Вся толпа в единогласном ошеломлении уставилась на грифину. Казалось — вот он, еще один кандидат лишиться языка или еще чего прямо тут и сейчас за свои неосторожные слова, хотя ее порыв был понятен — просто она находилась в настолько сильном отчаянии, насколько это было вообще возможно испытывать, моментально не тронувшись рассудком под напряжением. Но сейчас именно это душевное расстройство на грани психоза давало ей силы, чтобы попытаться защитить свою семью.
Хаст лишь молча развернулся на источник раздражающего шума, а бутылка так и осталась покоиться в его лапе, не достигнув своей цели. Солдаты было хотели приструнить надоедливую пташку, но, внезапно, Император подал знак, и они, изумленно пожав плечами, позволили ей подойти поближе.
— Это моя Империя, женщина, — хладнокровно сказал он. — И я думаю, что мой опыт и знания позволяют мне справедливо судить, кто виноват, а кто нет. Но если ты действительно настолько глупа, что это придало тебе смелости, — он издал легкий смешок, — то попытайся оспорить то, что я считаю правдой.
Он обвел лапой всех солдат, стоявших перед ним.
— Эти преданные мне бойцы — свидетели моим словам. После того, как мы забрали твоего нечестивого мужа, они вскрыли его магазин и ту лабораторию, где он изготавливал продукцию. И каково же было их удивление, когда вместо обычного творческого сада, где на этот свет рождаются новые ароматы, им предстала лаборатория безумного маньяка, с остатками от растащенного на свою смертоубийственную миссию боезапаса из этих самых бутылок, — грифон осторожно потряс сосуд. — И в чем я вскоре убедился сам.
— Но я никогда ничего подобного не делал, — подал голос Дайнтли. — Мою лабораторию использовал Лотус! Он предложил мне дать ей попользоваться, естественно, за определенную плату. И он приходил туда с двумя другими ребятами после окончания моего рабочего дня, но это все, что я видел и знал — после них всегда был идеальный порядок и чистота!
— Вот видишь! — всплеснула лапами грифина. — Мой муж был там во время каждого их посещения, и видел, что там было. Если бы его друзья начали превращать лабораторию в свалку, он бы сразу прогнал их оттуда!
— Да, — тоненьким голоском добавила ее дочь, — папа любит чистоту и порядок, он бы не позволил чужим там нашкодить!
— Ты продал им такой материал, — не обращая внимания на мелочные слова его семьи, продолжил Хаст, — что даже одна композиция которого должна была зародить в тебе сомнения об их истинном предназначении: очищающий химикат чудовищной мощности...

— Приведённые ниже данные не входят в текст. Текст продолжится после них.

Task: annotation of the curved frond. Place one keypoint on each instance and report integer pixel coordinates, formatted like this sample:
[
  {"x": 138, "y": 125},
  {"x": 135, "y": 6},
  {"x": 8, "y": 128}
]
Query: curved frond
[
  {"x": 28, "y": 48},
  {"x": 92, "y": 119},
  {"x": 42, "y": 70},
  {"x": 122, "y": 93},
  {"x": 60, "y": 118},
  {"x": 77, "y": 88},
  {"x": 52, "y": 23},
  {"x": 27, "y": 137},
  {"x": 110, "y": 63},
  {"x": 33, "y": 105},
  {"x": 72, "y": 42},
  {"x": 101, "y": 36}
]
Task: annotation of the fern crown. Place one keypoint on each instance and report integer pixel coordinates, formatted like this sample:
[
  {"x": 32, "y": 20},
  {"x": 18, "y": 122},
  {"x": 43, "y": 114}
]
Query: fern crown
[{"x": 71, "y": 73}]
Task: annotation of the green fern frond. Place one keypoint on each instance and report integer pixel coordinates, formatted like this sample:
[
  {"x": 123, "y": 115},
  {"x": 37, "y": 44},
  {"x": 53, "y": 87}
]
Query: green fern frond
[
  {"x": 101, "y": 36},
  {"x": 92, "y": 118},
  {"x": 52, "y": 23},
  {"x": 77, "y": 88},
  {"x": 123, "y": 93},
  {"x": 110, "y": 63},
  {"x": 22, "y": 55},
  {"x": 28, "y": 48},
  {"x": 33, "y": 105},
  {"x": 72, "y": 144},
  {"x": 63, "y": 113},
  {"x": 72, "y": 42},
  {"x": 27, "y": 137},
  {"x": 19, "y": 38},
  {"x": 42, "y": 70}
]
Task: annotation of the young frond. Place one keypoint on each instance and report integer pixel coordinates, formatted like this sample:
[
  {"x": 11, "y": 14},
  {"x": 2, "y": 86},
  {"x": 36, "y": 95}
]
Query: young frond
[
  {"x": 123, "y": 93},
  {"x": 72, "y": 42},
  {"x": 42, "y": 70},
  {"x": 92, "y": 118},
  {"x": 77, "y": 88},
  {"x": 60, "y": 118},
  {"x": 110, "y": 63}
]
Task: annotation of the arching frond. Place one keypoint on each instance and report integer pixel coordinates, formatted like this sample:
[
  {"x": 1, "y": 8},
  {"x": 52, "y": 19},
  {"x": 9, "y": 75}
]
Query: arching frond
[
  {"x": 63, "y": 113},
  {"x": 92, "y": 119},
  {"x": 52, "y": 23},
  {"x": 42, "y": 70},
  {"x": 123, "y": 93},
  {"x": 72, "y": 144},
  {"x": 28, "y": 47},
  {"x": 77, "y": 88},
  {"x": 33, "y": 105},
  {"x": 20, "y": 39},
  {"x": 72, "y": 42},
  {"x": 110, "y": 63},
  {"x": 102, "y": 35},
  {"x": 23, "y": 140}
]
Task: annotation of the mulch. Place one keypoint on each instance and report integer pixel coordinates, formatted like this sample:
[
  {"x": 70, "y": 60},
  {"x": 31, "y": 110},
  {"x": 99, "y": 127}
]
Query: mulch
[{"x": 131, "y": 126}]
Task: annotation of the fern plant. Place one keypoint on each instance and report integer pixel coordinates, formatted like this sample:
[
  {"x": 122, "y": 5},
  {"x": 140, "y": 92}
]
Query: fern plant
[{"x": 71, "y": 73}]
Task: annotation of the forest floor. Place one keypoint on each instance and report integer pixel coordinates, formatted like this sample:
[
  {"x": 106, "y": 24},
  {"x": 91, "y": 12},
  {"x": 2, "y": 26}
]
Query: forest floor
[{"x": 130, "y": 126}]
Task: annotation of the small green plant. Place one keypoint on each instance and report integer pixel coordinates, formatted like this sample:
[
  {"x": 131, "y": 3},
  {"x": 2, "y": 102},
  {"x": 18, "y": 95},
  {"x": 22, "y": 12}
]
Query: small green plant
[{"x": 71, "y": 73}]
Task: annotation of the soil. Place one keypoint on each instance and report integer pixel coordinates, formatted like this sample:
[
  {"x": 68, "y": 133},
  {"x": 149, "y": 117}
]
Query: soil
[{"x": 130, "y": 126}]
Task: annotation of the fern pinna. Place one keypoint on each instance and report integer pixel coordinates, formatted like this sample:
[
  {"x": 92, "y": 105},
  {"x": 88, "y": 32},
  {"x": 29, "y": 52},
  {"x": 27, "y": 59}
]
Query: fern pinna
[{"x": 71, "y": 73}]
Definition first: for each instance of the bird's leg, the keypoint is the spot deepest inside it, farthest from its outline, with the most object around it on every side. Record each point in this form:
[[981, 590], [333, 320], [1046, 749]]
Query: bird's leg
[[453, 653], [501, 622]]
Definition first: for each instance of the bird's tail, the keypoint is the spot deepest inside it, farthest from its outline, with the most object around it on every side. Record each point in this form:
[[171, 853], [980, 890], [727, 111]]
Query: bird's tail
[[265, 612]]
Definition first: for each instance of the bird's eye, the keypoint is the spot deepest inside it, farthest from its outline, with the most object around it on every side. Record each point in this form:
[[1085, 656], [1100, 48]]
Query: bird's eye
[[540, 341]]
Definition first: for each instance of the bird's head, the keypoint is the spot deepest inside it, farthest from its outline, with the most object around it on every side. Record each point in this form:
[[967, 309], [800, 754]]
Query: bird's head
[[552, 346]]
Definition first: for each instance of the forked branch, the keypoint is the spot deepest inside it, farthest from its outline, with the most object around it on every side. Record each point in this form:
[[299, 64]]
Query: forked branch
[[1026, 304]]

— Им я мою пробирки и флаконы, — тихо вставил пурпурный.
— Фосфорный катализатор...
— Избавляюсь от примесей в исходных материалах...
— Вытяжка Трупного Дерева, — зло сказал Хаст. — Дерево, растущее только в землях зебр. Одной каплей этой дряни можно отравить целое озеро.
— Зато вместе с определенным набором солей можно получить самый лучший фильтр! — оправдываясь, выпалил парфюмер.
— И наконец, “Монохром”. Порошок, чье разрушительное действие на органику превращает любую жидкость, если его добавить, в адскую, всепожирающую смесь,
— закончил рогатый. — И ты хочешь сказать, что продав им просто немереное его количество, ты ничего не заподозрил?
— А что он должен был подумать? — снова вклинилась в разговор грифина, но уже как-то не так уверенно. — Даже я, благодаря профессии своего мужа, настолько часто сталкивалась с ними, что они перестали быть для нас чем-то необычным. Откуда ему было знать, для чего оно им было нужно? Уверяю тебя, если бы мой супруг заметил, что они варят из них эту дрянь, то он точно предпринял бы что-нибудь!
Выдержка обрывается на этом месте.